Zhu attributes this efficiency to well-planned manufacturing changes and Tesla’s continued expansion of new car and battery cell factories. Tesla also revealed that the company provided 9 terawatt hours of charging in 2022, with over 40,000 Superchargers installed, and half of the Superchargers in the EU open to non-Tesla vehicles.
Going forward, Tesla is planning for a new type of drive unit compatible with any battery cell type, the development of a motor that does not require rare earth metals, and the upcoming construction of a factory in Monterrey, Mexico. (insideevs)

China’s new coal plant approvals surge in 2022
China approved the construction of another 106 gigawatts of coal-fired power capacity last year, four times higher than a year earlier and the highest since 2015, driven by energy security considerations, research showed on Monday. (reuters)

TECHIE CORNER

China and VW break ground with first Sodium-Ion powered EV
The Sehol E10X sounds like an insulating material rather than a car, but it is in fact a city car EV made by the JAC/VW partnership in China.
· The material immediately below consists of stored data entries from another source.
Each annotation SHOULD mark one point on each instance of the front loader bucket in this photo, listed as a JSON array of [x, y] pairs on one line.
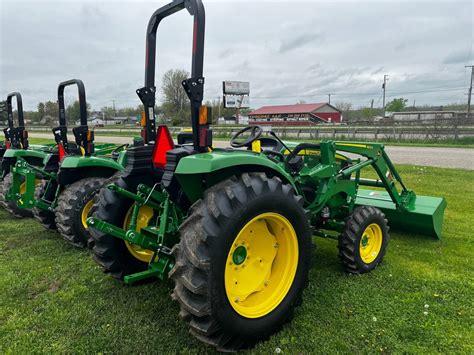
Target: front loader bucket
[[424, 216]]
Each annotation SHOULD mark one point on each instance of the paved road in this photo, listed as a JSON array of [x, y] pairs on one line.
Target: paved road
[[427, 156]]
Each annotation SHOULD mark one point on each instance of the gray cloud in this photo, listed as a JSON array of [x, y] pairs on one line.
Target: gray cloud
[[288, 51], [457, 57], [299, 41]]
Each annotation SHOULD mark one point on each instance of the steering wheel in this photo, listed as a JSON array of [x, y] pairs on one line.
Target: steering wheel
[[255, 133]]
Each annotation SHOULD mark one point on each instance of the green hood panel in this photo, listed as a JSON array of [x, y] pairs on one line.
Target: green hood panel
[[221, 159], [73, 162]]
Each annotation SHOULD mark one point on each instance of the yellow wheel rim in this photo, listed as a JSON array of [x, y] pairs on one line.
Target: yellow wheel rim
[[261, 265], [85, 212], [145, 214], [370, 243]]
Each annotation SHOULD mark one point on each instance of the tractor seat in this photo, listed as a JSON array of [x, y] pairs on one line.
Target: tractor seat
[[272, 144]]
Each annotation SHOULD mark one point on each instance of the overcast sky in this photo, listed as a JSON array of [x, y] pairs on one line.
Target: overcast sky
[[289, 51]]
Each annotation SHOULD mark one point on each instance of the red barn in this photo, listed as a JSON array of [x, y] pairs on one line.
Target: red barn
[[295, 115]]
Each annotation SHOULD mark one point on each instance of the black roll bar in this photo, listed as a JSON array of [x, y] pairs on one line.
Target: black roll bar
[[82, 101], [193, 86], [19, 104]]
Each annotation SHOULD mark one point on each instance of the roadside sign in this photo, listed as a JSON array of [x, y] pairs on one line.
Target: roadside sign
[[236, 101]]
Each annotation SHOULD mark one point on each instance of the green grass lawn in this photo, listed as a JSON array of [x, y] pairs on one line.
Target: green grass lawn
[[55, 299]]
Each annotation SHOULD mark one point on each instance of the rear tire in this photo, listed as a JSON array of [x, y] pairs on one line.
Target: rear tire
[[364, 240], [74, 205], [11, 206], [44, 217], [203, 275]]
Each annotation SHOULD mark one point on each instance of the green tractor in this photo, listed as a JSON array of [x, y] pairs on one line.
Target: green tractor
[[16, 146], [61, 192], [233, 227]]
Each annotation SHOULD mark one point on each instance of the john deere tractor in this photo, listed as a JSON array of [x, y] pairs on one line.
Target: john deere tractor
[[233, 227], [16, 146], [61, 191]]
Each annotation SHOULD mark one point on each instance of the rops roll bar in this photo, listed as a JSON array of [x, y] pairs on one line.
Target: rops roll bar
[[83, 137], [194, 86]]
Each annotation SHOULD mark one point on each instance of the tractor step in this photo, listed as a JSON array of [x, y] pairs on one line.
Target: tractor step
[[423, 216]]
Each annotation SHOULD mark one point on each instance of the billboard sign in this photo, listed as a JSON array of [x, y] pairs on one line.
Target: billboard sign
[[236, 87], [236, 101]]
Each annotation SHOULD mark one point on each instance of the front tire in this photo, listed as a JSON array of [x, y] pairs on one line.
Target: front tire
[[364, 240], [74, 206], [242, 262]]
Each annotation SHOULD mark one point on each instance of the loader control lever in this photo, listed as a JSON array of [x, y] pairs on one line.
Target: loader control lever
[[255, 133]]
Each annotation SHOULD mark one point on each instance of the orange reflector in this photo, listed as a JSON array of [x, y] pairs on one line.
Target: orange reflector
[[203, 115], [163, 143]]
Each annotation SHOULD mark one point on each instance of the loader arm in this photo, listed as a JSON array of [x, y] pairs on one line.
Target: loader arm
[[379, 160]]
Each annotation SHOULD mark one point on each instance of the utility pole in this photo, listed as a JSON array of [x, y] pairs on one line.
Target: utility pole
[[385, 78], [470, 91]]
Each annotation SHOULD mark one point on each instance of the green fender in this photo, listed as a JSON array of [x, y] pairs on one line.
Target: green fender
[[73, 162], [214, 167], [16, 153]]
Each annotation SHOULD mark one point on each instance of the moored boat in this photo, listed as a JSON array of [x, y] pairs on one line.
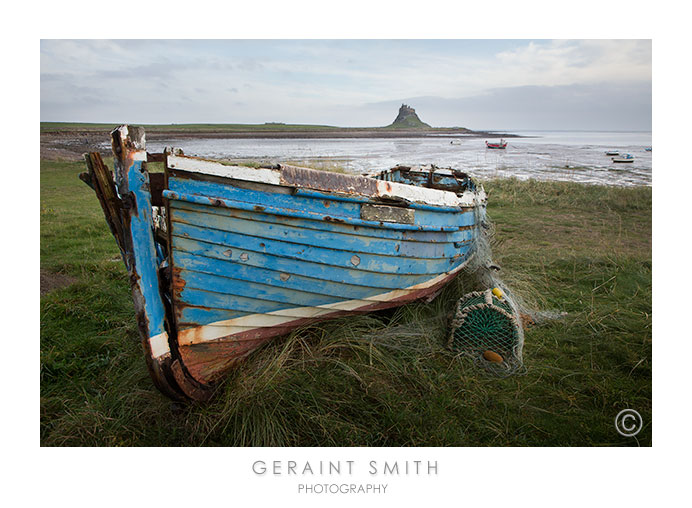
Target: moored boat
[[223, 258], [498, 146], [624, 158]]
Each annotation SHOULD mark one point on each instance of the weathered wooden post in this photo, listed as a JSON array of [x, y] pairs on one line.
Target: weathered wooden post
[[132, 181]]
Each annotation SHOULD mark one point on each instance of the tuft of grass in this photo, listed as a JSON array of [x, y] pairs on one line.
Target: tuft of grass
[[383, 379]]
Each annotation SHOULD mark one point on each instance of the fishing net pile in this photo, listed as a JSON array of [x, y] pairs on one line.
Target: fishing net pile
[[487, 328]]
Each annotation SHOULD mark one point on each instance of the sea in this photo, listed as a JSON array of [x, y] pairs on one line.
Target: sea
[[577, 156]]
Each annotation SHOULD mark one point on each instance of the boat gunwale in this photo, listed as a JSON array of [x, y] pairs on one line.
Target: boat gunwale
[[336, 184]]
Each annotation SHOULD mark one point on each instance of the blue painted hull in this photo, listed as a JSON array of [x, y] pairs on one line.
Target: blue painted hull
[[245, 255]]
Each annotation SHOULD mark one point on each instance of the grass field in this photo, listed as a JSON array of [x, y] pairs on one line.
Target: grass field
[[377, 380]]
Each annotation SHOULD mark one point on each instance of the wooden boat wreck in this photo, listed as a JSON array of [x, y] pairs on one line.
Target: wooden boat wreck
[[223, 258], [497, 146]]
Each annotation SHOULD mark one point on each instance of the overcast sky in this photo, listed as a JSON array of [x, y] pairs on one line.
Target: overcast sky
[[479, 84]]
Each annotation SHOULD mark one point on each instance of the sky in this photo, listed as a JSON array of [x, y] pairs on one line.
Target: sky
[[478, 84]]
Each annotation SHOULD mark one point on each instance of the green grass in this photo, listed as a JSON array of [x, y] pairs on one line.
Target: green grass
[[383, 379]]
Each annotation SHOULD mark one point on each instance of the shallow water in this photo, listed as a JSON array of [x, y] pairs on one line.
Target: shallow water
[[553, 155]]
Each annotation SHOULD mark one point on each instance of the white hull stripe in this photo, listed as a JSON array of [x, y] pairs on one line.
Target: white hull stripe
[[220, 329]]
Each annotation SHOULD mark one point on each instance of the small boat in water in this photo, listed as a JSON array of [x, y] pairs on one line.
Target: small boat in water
[[624, 158], [222, 258], [497, 146]]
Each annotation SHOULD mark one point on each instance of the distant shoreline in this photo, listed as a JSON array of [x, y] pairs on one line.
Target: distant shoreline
[[70, 140]]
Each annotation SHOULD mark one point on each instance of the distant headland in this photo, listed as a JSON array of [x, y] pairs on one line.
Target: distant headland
[[82, 137]]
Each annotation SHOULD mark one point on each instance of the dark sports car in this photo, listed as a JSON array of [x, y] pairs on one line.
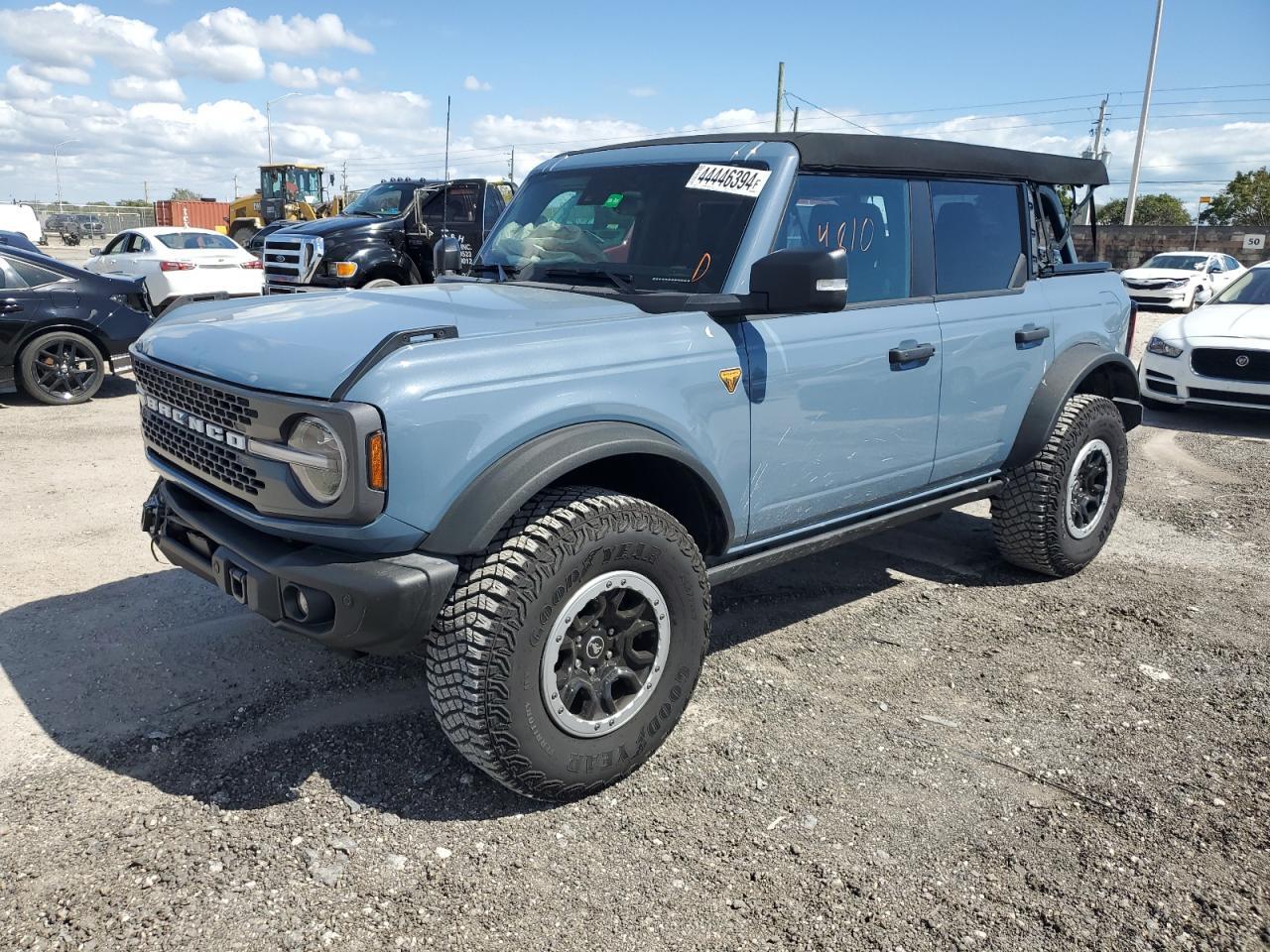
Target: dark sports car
[[62, 327]]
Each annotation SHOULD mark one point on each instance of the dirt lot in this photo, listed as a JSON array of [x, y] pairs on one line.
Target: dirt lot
[[901, 744]]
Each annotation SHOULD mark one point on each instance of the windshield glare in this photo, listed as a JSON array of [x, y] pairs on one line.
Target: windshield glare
[[384, 200], [1178, 263], [1251, 289], [642, 222]]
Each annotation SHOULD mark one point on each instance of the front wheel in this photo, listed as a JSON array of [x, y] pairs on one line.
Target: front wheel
[[571, 647], [62, 368], [1056, 512]]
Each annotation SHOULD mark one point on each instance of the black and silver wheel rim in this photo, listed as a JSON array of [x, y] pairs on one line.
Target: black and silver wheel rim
[[1088, 488], [64, 368], [604, 654]]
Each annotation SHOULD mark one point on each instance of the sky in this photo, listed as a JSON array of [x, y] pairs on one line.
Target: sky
[[160, 95]]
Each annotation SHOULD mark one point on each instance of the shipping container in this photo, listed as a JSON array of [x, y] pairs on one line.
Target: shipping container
[[191, 214]]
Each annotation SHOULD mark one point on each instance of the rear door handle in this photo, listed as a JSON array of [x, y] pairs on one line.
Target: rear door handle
[[1030, 335], [908, 354]]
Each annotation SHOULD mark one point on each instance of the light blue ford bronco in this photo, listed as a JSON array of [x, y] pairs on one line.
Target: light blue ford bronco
[[672, 363]]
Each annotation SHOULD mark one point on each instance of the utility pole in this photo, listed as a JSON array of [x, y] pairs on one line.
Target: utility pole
[[268, 125], [780, 94], [1142, 121], [1097, 151], [58, 169]]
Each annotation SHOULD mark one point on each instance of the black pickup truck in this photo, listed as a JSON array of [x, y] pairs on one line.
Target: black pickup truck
[[384, 238]]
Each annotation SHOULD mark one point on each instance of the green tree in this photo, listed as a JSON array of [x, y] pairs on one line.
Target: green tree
[[1246, 200], [1150, 209]]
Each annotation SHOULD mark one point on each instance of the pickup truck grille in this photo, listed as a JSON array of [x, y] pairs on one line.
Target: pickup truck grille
[[1229, 363], [290, 261], [212, 460], [212, 404]]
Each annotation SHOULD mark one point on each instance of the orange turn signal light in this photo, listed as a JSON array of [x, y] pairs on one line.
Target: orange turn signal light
[[376, 461]]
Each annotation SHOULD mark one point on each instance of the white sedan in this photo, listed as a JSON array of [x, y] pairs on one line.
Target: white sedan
[[1215, 356], [1180, 278], [181, 263]]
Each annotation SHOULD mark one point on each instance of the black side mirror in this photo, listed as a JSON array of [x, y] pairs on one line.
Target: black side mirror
[[798, 281], [445, 255]]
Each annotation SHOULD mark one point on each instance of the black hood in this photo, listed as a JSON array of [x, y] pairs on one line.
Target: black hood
[[340, 225]]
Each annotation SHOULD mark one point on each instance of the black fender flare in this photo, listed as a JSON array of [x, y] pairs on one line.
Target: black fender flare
[[384, 262], [1107, 372], [490, 499]]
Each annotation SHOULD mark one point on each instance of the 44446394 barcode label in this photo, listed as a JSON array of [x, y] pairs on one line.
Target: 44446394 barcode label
[[731, 179]]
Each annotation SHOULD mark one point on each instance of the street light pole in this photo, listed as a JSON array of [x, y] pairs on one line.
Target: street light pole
[[58, 169], [1142, 121], [268, 125]]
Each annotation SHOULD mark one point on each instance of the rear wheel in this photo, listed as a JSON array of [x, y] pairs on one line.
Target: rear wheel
[[62, 368], [570, 649], [1056, 512]]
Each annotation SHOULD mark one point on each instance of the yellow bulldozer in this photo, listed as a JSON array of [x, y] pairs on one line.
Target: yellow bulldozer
[[289, 191]]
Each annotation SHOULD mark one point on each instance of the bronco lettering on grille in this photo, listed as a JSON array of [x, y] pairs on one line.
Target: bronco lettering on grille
[[211, 430]]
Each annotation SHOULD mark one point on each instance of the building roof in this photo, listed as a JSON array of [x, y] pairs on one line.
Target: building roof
[[928, 157]]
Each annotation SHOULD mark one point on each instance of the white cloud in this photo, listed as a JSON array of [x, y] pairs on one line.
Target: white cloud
[[62, 73], [21, 84], [76, 36], [309, 77], [146, 90]]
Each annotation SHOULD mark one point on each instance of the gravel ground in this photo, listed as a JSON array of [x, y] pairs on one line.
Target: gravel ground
[[899, 744]]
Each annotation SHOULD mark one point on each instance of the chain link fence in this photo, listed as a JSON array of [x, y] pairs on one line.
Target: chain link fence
[[90, 221]]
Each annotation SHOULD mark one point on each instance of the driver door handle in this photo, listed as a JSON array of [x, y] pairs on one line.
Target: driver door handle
[[1030, 335], [907, 354]]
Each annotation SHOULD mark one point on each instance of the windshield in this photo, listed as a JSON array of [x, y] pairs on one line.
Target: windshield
[[656, 227], [1251, 289], [195, 240], [1178, 263], [384, 200]]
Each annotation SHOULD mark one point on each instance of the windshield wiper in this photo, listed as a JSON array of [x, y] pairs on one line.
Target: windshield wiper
[[622, 282], [503, 272]]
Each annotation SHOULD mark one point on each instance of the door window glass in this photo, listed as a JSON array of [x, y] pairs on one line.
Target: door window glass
[[978, 235], [865, 217], [33, 275]]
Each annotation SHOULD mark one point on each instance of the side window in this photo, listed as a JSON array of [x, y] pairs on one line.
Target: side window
[[493, 206], [33, 275], [978, 235], [9, 278], [866, 217]]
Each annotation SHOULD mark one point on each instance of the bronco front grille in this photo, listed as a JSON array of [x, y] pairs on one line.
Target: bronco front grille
[[209, 403], [1229, 363], [291, 259], [213, 460]]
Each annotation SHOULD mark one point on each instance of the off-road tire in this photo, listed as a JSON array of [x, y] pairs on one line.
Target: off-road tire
[[1029, 516], [485, 651]]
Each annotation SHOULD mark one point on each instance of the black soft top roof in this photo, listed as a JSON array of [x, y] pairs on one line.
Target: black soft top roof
[[929, 157]]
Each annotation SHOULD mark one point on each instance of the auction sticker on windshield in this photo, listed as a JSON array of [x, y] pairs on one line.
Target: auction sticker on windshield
[[731, 179]]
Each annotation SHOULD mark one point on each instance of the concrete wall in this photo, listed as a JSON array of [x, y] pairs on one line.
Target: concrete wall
[[1129, 245]]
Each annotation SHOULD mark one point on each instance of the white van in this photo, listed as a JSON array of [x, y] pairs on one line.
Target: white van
[[22, 218]]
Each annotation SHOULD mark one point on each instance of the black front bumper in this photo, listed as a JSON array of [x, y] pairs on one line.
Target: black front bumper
[[340, 599]]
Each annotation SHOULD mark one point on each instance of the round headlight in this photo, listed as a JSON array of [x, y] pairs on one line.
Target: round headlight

The car looks unremarkable, but may just be ground breaking in that it has become the first EV to run on a sodium-ion battery, thus avoiding any use of lithium. Whilst sodium tech is attractive to battery companies as sodium is much easier to source and cleaner to produce than lithium but the resultant batteries have never been competitive in terms of energy density. However this one, made by HiNa is running a density of 120Wh/kg, which compares well with the 125Wh/kg of the first Tesla Lithium Phosphate battery (it has now been improved to 300Wh/kg, a useful target for the sodium battery). Another advantage of Sodium batteries is that they don’t lose more than 10% of performance in very cold conditions.